Iran has been offered viable deals that would have defused the nuclear issue, but the regime consistently declined, the UK government said.
The UK, France and Germany began the JCPOA’s Dispute Resolution Mechanism in January 2020 in response to Iranian non-compliance to try to find a solution.
The process is supposed to allow 30 days to resolve outstanding issues, but it has now been more than three and a half years and Iran remains out of compliance, the UK government said in a statement.
An EU representative said details of the developments had been passed to the other JCPOA participants and that they would be consulted on how to proceed.
'Transition Day' a far way off for Iran
Keeping the sanctions would reflect western efforts to prevent Iran from developing nuclear weapons and the means to deliver them despite the collapse of the 2015 deal, which then-US president Donald Trump abandoned in 2018.

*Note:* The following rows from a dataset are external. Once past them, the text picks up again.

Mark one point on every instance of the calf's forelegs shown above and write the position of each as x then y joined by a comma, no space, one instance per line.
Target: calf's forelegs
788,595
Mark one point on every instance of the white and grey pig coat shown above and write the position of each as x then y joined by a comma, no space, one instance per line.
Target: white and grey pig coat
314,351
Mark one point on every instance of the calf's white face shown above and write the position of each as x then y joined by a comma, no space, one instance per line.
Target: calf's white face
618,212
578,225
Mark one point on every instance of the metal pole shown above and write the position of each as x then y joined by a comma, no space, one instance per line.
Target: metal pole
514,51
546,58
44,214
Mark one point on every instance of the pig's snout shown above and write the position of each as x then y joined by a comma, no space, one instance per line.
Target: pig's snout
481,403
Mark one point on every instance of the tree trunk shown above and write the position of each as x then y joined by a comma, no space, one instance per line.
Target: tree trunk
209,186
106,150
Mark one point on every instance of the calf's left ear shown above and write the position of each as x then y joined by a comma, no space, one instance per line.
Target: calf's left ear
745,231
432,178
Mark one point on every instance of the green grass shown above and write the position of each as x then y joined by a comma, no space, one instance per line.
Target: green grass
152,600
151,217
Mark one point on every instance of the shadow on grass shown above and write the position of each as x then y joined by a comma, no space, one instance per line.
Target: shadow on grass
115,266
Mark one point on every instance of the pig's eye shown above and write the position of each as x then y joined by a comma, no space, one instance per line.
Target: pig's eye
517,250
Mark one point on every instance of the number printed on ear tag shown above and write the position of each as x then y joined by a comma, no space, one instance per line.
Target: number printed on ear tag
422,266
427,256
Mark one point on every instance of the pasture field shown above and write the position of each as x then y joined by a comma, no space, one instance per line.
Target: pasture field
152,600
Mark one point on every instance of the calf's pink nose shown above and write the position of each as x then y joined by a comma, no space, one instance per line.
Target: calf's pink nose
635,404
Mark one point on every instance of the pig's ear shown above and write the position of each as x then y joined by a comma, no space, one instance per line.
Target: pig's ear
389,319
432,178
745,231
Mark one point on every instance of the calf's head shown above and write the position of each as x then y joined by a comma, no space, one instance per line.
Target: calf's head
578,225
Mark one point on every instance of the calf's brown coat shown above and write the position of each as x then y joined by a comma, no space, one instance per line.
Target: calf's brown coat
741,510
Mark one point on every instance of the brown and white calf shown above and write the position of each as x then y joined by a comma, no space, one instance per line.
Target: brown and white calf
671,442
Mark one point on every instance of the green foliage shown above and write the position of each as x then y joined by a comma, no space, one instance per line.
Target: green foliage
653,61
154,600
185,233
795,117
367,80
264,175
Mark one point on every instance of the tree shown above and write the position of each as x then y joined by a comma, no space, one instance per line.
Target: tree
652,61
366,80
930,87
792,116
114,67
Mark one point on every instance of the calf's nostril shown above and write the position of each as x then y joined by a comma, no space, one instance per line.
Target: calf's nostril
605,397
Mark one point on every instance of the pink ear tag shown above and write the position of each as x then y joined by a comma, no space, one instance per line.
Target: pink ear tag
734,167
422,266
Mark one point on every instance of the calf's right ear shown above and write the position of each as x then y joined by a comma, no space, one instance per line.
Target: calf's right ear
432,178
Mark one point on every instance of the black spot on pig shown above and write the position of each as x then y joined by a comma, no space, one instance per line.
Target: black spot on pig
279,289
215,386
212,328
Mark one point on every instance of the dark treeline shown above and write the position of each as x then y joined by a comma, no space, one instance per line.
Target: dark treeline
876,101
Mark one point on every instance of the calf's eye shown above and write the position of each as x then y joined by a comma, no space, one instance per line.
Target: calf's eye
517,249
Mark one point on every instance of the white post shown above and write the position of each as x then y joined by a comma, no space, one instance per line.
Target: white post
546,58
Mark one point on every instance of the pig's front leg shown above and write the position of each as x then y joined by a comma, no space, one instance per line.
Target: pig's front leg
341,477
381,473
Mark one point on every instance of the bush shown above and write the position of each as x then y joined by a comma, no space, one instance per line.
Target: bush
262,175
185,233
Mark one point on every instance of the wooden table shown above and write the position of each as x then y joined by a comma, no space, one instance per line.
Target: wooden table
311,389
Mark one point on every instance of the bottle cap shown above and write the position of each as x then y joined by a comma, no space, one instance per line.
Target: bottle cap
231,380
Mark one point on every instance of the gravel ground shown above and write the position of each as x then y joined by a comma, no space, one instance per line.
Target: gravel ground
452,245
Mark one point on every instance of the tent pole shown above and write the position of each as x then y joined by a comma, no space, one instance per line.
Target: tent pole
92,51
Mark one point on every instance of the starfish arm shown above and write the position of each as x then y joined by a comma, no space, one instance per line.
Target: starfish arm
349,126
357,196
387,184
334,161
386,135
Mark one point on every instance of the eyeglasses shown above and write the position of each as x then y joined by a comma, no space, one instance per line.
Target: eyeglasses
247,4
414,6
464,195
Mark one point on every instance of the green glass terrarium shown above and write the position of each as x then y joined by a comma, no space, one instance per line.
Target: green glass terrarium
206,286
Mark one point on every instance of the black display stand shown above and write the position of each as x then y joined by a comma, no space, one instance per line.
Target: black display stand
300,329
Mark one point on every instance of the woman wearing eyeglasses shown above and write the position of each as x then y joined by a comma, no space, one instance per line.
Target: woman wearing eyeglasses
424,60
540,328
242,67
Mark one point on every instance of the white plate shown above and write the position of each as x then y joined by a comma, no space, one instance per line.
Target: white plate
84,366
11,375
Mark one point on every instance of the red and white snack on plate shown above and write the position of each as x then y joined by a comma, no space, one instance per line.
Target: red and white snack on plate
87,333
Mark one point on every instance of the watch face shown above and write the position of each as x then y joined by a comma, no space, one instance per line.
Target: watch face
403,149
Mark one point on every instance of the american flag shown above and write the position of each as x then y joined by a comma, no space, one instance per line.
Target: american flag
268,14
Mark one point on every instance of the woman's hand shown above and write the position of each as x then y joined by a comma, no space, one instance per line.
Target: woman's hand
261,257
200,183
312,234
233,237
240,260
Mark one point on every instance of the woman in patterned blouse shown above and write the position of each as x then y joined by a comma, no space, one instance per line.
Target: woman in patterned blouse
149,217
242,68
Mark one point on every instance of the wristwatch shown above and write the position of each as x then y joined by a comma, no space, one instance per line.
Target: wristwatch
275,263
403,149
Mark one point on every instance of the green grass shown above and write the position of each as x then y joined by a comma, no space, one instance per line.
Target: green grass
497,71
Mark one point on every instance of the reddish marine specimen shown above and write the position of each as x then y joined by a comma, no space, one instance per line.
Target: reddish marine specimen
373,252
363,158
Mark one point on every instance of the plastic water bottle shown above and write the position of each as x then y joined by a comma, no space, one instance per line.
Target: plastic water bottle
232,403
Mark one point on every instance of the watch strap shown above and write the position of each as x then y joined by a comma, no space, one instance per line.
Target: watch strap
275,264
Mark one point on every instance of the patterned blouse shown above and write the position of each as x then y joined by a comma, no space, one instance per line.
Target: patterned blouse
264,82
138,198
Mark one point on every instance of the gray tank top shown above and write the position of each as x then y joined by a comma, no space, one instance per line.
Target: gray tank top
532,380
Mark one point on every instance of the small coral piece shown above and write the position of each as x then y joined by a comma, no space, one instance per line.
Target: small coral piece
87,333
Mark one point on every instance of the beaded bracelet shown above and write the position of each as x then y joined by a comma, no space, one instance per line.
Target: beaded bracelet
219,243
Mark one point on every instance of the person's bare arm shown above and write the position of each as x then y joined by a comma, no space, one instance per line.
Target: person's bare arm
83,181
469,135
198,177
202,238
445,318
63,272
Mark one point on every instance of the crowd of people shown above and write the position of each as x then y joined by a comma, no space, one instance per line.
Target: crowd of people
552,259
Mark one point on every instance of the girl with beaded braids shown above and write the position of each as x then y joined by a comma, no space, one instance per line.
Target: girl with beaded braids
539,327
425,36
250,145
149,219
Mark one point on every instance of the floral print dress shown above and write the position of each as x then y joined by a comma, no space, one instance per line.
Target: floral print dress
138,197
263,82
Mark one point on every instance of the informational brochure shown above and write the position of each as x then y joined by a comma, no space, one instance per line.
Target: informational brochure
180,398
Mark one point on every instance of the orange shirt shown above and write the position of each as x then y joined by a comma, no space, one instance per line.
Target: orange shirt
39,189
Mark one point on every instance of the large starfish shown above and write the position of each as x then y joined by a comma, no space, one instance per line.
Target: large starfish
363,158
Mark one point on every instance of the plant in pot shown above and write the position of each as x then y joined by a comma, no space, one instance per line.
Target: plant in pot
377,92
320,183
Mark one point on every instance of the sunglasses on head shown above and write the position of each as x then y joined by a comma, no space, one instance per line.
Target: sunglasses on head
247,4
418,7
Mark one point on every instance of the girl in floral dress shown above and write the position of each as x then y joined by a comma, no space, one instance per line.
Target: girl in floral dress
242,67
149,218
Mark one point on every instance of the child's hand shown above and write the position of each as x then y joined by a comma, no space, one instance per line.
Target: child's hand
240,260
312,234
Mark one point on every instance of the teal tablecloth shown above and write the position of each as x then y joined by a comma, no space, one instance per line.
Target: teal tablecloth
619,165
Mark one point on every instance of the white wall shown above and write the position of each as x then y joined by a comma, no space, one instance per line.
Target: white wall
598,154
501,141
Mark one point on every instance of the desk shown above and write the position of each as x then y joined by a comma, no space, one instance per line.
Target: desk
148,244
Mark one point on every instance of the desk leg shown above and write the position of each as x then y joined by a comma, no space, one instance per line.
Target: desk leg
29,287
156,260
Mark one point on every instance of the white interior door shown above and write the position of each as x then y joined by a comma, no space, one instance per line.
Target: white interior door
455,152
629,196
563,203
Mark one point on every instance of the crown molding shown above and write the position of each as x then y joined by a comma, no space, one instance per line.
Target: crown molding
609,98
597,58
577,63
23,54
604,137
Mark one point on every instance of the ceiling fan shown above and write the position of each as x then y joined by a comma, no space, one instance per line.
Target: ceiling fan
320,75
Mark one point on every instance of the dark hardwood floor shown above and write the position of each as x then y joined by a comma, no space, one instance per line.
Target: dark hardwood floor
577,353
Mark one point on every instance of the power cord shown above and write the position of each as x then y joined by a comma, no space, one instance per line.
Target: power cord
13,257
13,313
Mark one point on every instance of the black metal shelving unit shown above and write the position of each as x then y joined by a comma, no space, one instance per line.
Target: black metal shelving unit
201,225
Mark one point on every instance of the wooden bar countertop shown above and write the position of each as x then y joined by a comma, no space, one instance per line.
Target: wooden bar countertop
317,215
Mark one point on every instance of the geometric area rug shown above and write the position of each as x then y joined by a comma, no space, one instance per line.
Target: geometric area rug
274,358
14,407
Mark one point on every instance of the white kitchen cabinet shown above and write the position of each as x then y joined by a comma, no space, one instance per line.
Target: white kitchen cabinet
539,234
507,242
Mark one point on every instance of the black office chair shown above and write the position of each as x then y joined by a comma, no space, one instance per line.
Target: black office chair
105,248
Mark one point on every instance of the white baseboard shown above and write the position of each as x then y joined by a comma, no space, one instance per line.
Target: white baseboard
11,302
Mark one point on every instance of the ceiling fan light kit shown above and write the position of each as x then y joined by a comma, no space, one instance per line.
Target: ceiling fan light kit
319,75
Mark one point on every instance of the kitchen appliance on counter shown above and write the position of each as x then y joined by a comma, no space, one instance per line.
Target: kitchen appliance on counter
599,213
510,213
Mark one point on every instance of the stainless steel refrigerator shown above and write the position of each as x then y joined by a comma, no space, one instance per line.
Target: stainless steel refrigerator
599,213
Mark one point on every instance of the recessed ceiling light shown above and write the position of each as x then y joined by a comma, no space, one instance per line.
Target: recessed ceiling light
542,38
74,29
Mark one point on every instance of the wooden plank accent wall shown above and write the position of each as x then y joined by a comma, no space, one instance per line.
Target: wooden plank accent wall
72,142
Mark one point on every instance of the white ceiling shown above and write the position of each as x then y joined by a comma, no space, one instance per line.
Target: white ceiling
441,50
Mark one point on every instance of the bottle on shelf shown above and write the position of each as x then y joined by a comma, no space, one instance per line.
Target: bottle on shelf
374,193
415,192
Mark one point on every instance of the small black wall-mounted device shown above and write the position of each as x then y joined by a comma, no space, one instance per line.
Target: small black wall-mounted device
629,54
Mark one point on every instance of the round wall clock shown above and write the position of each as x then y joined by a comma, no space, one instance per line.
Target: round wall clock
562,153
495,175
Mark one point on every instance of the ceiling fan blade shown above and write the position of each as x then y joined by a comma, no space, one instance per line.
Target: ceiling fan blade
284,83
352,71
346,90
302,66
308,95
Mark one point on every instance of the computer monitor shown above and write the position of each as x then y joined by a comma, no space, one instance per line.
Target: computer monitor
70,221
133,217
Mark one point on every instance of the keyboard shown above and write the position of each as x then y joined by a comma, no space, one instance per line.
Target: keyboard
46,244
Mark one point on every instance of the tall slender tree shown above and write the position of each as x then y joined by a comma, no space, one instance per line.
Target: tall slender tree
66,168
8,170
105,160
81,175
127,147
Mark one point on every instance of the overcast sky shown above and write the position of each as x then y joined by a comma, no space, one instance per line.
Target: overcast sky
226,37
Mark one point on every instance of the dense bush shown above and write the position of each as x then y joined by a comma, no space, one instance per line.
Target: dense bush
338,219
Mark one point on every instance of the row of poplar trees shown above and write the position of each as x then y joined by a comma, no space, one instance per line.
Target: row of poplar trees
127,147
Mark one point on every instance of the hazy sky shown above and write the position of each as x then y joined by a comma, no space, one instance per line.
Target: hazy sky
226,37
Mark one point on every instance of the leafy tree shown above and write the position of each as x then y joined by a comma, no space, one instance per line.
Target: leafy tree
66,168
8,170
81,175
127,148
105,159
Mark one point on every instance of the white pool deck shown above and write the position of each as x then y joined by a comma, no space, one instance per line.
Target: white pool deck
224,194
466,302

The JCPOA envisaged a “Transition Day” eight years later, when remaining ballistic missile and nuclear-related sanctions on Iran would be lifted.
The crux of the agreement, which Iran made with Britain, China, France, Germany, Russia and the US, limited the regime’s nuclear programme, making it harder for it to get fissile material for a bomb in return for relief from economic sanctions.
As a result of Mr Trump’s withdrawal from the deal and US President Joe Biden’s failure to revive it, Iran could make the fissile material for one bomb in about 12 days, according to US estimates, down from a year when the accord was in force.
“Our commitment to finding a diplomatic solution remains. This decision does not amount to imposing additional sanctions nor to triggering the snapback mechanism,” the UK, France and Germany said, referring to a mechanism that would immediately restore all UN sanctions against Iran.
“We stand ready to reverse our decision, should Iran fully implement its JCPOA commitments.”